De olho em uma fatia do lucrativo mercado do jogo do bicho, banqueiros da contravenção do Rio ameaçam desafetos e eliminam rivais no Rio Grande do Sul. Este é o primeiro capítulo de uma série de reportagens que começa neste domingo e se estende até terça e revela ainda a corrupção entranhada nas forças policiais e o montante arrecadado pelo milionário mundo das apostas.
Bicheiros cariocas e gaúchos estão em guerra no pampa. O palco desta disputa sangrenta, marcada por ameaças, execuções e prática de dumping, é a Serra e o Planalto Médio. Mas os reflexos, que alteram a dinâmica das apostas clandestinas no Estado, ecoam pelo Rio Grande.
Em site especial, entenda como funciona a dinâmica das apostas
Com a tecnologia de quem inventou o jogo do bicho 120 anos atrás, Os Cariocas - como são conhecidos os representantes da Banca Esperança - começaram a explorar caça-níqueis em Caxias do Sul. Deslocaram-se para municípios vizinhos como Bento Gonçalves, Vacaria e Lagoa Vermelha, e esticaram seus tentáculos até Passo Fundo, eliminando concorrentes e espancando desafetos.
Até agora, os bastidores deste conflito permaneciam desconhecidos. Cruzando informações de episódios isolados, Zero Hora descobriu a existência da conexão entre eles. O mais novo episódio desta guerra acontece na Região Metropolitana.
O que está em disputa não é o velho e tradicional jogo do bicho, com suas cadernetas obsoletas e métodos precários de arrecadação. O mercado hoje se reinventou. O bicheiro, além de manter seus pontos de apostas com apontadores avulsos, ele também se infiltrou em shoppings. Nestes estabelecimentos, o jogo é pago com cartão de crédito e a aposta é digitada online. É o chamado "bicho online".

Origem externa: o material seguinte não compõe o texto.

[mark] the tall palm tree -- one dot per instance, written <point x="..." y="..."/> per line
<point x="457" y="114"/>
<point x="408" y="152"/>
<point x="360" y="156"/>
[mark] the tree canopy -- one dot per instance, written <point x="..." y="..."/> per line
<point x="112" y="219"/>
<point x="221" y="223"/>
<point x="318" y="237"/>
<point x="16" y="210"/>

O outro braço do contraventor são os caça-níqueis: uma diversificação econômica que multiplica triplica os lucros. No Estado, o bicho e as máquinas pertencem, quase sempre, a banqueiros do jogo do bicho - ou funcionam mediante sua autorização.

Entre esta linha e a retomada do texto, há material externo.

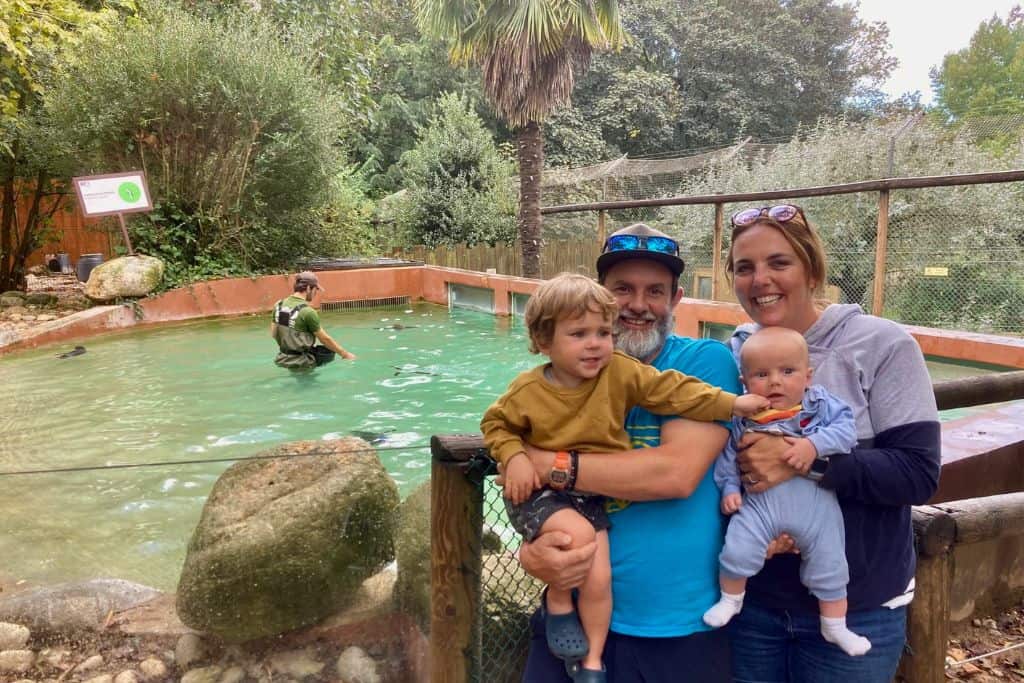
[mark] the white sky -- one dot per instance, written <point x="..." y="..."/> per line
<point x="922" y="32"/>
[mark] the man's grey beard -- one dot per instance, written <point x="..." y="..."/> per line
<point x="644" y="345"/>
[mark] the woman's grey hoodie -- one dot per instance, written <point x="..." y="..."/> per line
<point x="878" y="369"/>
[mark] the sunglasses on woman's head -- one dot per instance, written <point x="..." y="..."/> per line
<point x="782" y="213"/>
<point x="641" y="243"/>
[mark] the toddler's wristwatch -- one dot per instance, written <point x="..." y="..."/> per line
<point x="818" y="468"/>
<point x="561" y="470"/>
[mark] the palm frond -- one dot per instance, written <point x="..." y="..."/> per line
<point x="528" y="49"/>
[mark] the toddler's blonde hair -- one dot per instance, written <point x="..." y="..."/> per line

Símbolos de uma época como Rubens Hoffmeister, ex-presidente da Federação Gaúcha de Futebol, e Luiz Carlos Festugatto, ex-deputado estadual do PDT, não deixaram herdeiros.
Os novos expoentes são discretos e violentos. Figuras como Jorge Fontela Liscano, o Mão Branca, um menino pobre nascido em São Borja que construiu um império a partir da Região Metropolitana, do Litoral Norte e da Fronteira Oeste, e cuja história será contata no último dia da série, sintetizam o bicheiro contemporâneo.
Fortalezas deram lugar a escritórios
Pioneiros na corrupção policial, os bicheiros do século XXI aperfeiçoam suas práticas. Mão Branca e seus colegas ampliaram a propina a policiais. Outros, ainda mais ousados, associam-se a chefes de investigação ou tentam cooptar um pelotão inteiro de PMs, incluindo um oficial.
As antigas fortalezas, onde prêmios eram apurados e o dinheiro, contabilizado, foram substituídas por escritórios em bairros nobres. Vanderlei Gonçalves Nogueira, o VGN, 51 anos, um dos mais influentes banqueiros da Capital, mantinha sua banca em um prédio moderno na Rua Antônio Carlos Berta, quando agentes da Força-Tarefa de Combate aos Jogos Ilícitos do Ministério Público.
Proprietário de uma transportadora, de uma locadora de veículos e de empresas de comércio e importação (todas registradas na Avenida Sertório, 2.535), ele nega envolvimento com a banca. A metamorfose da contravenção potencializou o faturamento dos fora da lei. O MP e a Polícia Federal estimam que o bicho e caça-níqueis, apenas na Grande Porto Alegre e na Serra, arrecadam mais de meio bilhão de reais por ano. Sem impostos, naturalmente.